Association rule mining

The problem of discovery of multivariate phenotypes from a set of single traits is transformed into finding frequent patterns of associations of single traits. In our approach we employed Association Rule Mining (ARM) [16] to discover the patterns of phenotypic associations expressed as association rules. We have previously shown [14,17] that association rules detected by ARM are informative and quantitative and have benefits to interpret their meaning. Association rules have the form R: X → Y [c, s], where X (the Left-hand side or LHS) and Y (the Right-hand side or RHS) are the body and the head of a rule, respectively. c and s stand for confidence and support to measure accuracy of rules.

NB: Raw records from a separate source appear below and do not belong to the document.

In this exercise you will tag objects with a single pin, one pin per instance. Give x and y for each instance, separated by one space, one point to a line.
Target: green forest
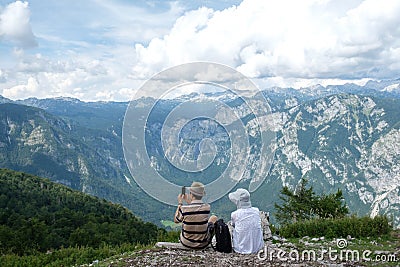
37 215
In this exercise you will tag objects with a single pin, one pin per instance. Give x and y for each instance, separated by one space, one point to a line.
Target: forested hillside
39 215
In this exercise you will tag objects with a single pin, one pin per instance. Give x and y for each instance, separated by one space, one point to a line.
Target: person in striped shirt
194 218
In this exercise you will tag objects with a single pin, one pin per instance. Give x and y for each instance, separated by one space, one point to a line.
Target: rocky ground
279 253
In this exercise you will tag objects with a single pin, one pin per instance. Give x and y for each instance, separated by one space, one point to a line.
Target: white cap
241 198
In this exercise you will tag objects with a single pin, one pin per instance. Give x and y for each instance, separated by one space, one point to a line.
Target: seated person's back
247 233
194 218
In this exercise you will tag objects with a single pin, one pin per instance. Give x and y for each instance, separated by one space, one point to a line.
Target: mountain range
343 136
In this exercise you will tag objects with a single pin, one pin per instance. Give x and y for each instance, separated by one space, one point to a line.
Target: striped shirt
194 219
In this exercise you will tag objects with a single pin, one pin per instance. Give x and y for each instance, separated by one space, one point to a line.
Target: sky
106 49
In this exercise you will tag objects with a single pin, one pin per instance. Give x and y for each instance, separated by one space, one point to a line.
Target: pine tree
303 204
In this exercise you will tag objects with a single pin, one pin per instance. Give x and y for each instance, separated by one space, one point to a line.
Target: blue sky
104 50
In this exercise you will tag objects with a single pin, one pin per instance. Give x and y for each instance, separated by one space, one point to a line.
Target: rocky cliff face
337 137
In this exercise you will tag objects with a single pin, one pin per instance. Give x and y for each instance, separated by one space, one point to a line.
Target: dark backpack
222 236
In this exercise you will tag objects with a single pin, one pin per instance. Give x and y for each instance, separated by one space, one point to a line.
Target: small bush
342 227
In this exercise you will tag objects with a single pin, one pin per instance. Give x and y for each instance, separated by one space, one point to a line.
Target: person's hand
181 197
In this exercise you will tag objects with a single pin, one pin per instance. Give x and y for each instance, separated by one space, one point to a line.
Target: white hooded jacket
247 232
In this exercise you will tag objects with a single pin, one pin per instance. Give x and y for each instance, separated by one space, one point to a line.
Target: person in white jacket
247 236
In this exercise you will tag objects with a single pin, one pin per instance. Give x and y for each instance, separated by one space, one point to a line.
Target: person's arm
178 213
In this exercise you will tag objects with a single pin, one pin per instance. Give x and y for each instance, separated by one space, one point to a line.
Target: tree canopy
303 204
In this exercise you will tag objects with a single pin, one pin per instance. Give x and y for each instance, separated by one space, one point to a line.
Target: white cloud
15 25
113 47
289 39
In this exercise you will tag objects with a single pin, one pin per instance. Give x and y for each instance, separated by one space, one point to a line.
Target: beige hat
197 189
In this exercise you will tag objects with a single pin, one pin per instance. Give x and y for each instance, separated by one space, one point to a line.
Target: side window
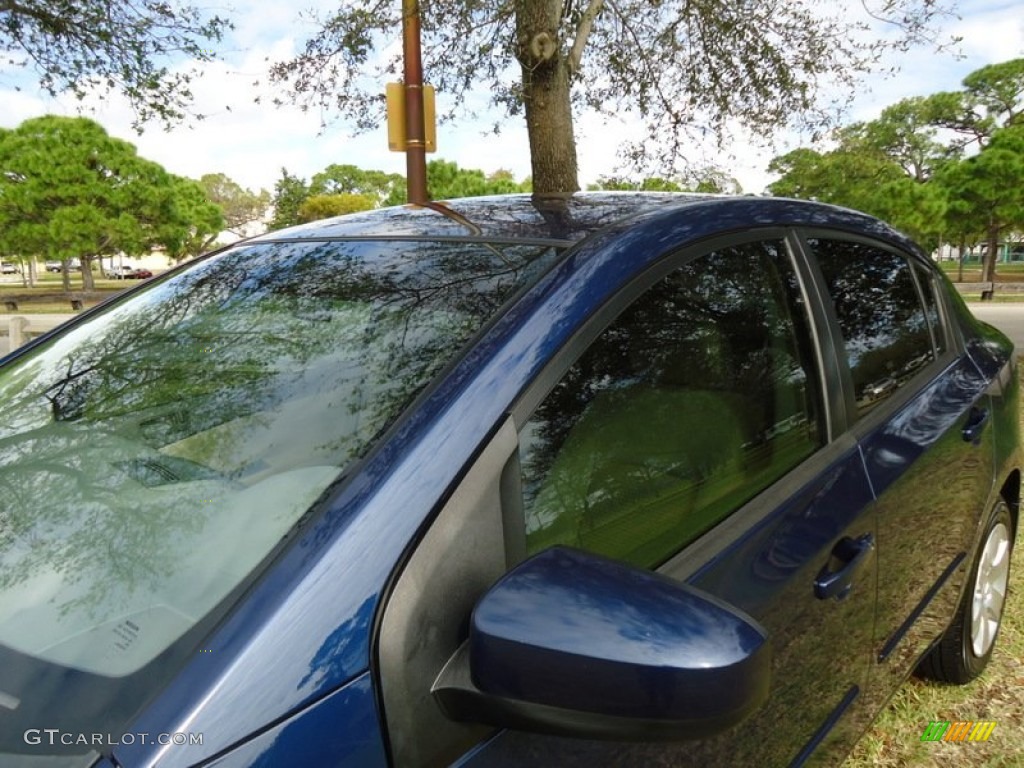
927 282
880 314
696 397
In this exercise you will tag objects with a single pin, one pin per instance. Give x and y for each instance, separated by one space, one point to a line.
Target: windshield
151 458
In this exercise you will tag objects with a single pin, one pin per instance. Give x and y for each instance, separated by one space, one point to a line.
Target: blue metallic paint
572 630
306 626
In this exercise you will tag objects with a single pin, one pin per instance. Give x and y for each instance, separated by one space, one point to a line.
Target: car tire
966 647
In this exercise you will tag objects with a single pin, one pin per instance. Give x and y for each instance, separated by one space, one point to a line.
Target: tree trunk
546 97
87 283
960 256
988 268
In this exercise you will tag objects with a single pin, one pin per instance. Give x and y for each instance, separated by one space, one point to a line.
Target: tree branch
583 34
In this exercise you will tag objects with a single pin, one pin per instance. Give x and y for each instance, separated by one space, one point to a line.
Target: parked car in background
120 271
582 481
55 265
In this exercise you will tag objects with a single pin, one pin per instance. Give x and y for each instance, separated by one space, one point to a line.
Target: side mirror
573 644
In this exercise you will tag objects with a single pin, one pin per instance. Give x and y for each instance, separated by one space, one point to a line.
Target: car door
686 429
926 436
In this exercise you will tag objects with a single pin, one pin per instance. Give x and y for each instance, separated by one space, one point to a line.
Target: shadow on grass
894 739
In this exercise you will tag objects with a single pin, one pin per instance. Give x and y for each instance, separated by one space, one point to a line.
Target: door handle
852 555
976 422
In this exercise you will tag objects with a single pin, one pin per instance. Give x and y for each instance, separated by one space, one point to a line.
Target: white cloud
252 141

X and Y are disjoint predicates (X ∩ Y = Ø). Each X and Y consists of a conjunction of distinct predicates which describe values of single traits. An association rule expresses association of single traits X and Y and can be derived to a multivariate phenotype.

The strength of the association rules can be measured in terms of their support (s) and confidence (c). The support of a rule (X → Y) is the probability that cases in a database contain both X and Y. The confidence of a rule is the probability that cases contain X can also contain Y. Note that the head of a rule, Y, is restricted to be one of the single traits which we are interested in and X is a set of traits partially correlated with Y. Interesting rules are manually extracted.

Discovery of multivariate phenotypes

Association rule generation and post filtering the rules

We used 10g Oracle Data Miner (ODM) which implemented the APRIORI algorithm [16] to compute association rules. We set a minimum support and a minimum confidence of 1% and 10%, respectively, to detect rare patterns representing disease predisposing cases more rather common features appeared in normal cases.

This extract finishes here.